The decision classifier has an attribute called ``tree_`` which allows access
to low level attributes such as ``node_count``, the total number of nodes,
and ``max_depth``, the maximal depth of the tree. The
``tree_.compute_node_depths()`` method computes the depth of each node in the
tree. `tree_` also stores the entire binary tree structure, represented as a
number of parallel arrays. The i-th element of each array holds information
about the node ``i``. Node 0 is the tree's root. Some of the arrays only
apply to either leaves or split nodes. In this case the values of the nodes
of the other type is arbitrary. For example, the arrays ``feature`` and
``threshold`` only apply to split nodes.
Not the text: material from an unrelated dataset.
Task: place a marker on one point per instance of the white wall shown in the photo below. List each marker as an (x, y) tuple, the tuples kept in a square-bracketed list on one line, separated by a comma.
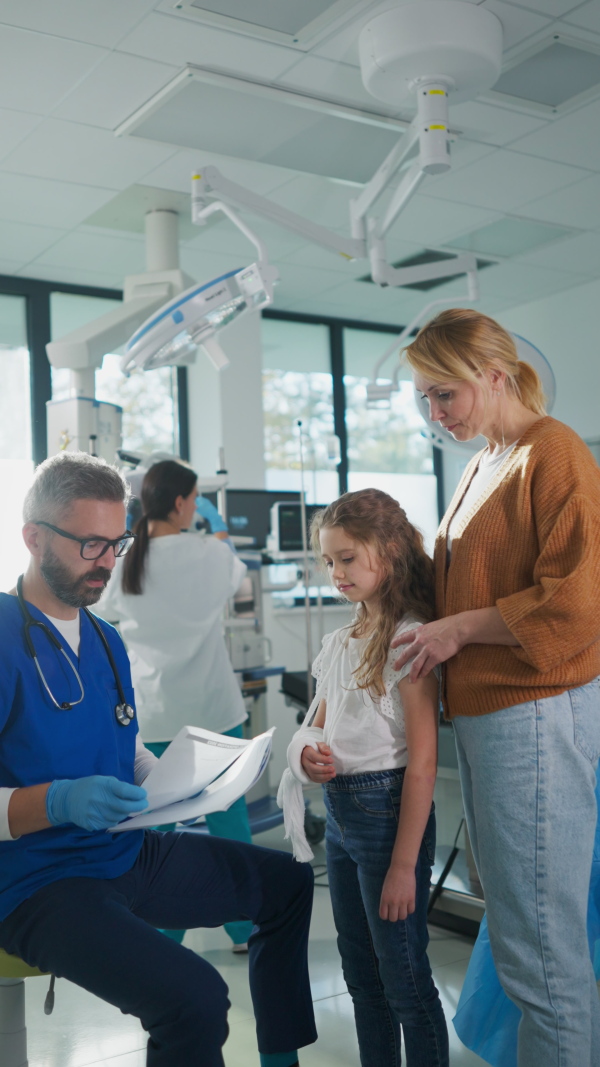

The values for leaf nodes in these
arrays are therefore arbitrary.

Among these arrays, we have:

  - ``children_left[i]``: id of the left child of node ``i`` or -1 if leaf
    node
  - ``children_right[i]``: id of the right child of node ``i`` or -1 if leaf
    node
  - ``feature[i]``: feature used for splitting node ``i``
  - ``threshold[i]``: threshold value at node ``i``
  - ``n_node_samples[i]``: the number of training samples reaching node
    ``i``
  - ``impurity[i]``: the impurity at node ``i``
  - ``weighted_n_node_samples[i]``: the weighted number of training samples
    reaching node ``i``
  - ``value[i, j, k]``: the summary of the training samples that reached node i for
    class j and output k.

Using the arrays, we can traverse the tree structure to compute various
properties. Below, we will compute the depth of each node and whether or not
it is a leaf.

.. GENERATED FROM PYTHON SOURCE LINES 76-129

.. code-block:: default


    n_nodes = clf.tree_.node_count
    children_left = clf.tree_.children_left
    children_right = clf.tree_.children_right
    feature = clf.tree_.feature
    threshold = clf.tree_.threshold
    values = clf.tree_.value

    node_depth = np.zeros(shape=n_nodes, dtype=np.int64)
    is_leaves = np.zeros(shape=n_nodes, dtype=bool)
    stack = [(0, 0)]  # start with the root node id (0) and its depth (0)
    while len(stack) > 0:
        # `pop` ensures each node is only visited once
        node_id, depth = stack.pop()
        node_depth[node_id] = depth

        # If the left and right child of a node is not the same we have a split
        # node
        is_split_node = children_left[node_id] != children_right[node_id]
        # If a split node, append left and right children and depth to `stack`
        # so we can loop through them
        if is_split_node:
            stack.append((children_left[node_id], depth + 1))
            stack.append((children_right[node_id], depth + 1))
        else:
            is_leaves[node_id] = True

    print(
        "The binary tree structure has {n} nodes and has "
        "the following tree structure:\n".format(n=n_nodes)
    )
    for i in range(n_nodes):
        if is_leaves[i]:
            print(
                "{space}node={node} is a leaf node with value={value}.".format(
                    space=node_depth[i] * "\t", node=i, value=values[i]
                )
            )
        else:
            print(
                "{space}node={node} is a split node with value={value}: "
                "go to node {left} if X[:, {feature}] <= {threshold} "
                "else to node {right}.".format(
                    space=node_depth[i] * "\t",
                    node=i,
                    left=children_left[i],
                    feature=feature[i],
                    threshold=threshold[i],
                    right=children_right[i],
                    value=values[i],
                )
            )





.. rst-class:: sphx-glr-script-out

 .. code-block:: none

    The binary tree structure has 5 nodes and has the following tree structure:

    node=0 is a split node with value=[[37. 34. 41.]]: go to node 1 if X[:, 3] <= 0.800000011920929 else to node 2.
            node=1 is a leaf node with value=[[37.  0.  0.]].
            node=2 is a split node with value=[[ 0. 34. 41.]]: go to node 3 if X[:, 2] <= 4.950000047683716 else to node 4.
                    node=3 is a leaf node with value=[[ 0. 33.  3.]].
                    node=4 is a leaf node with value=[[ 0.  1. 38.]].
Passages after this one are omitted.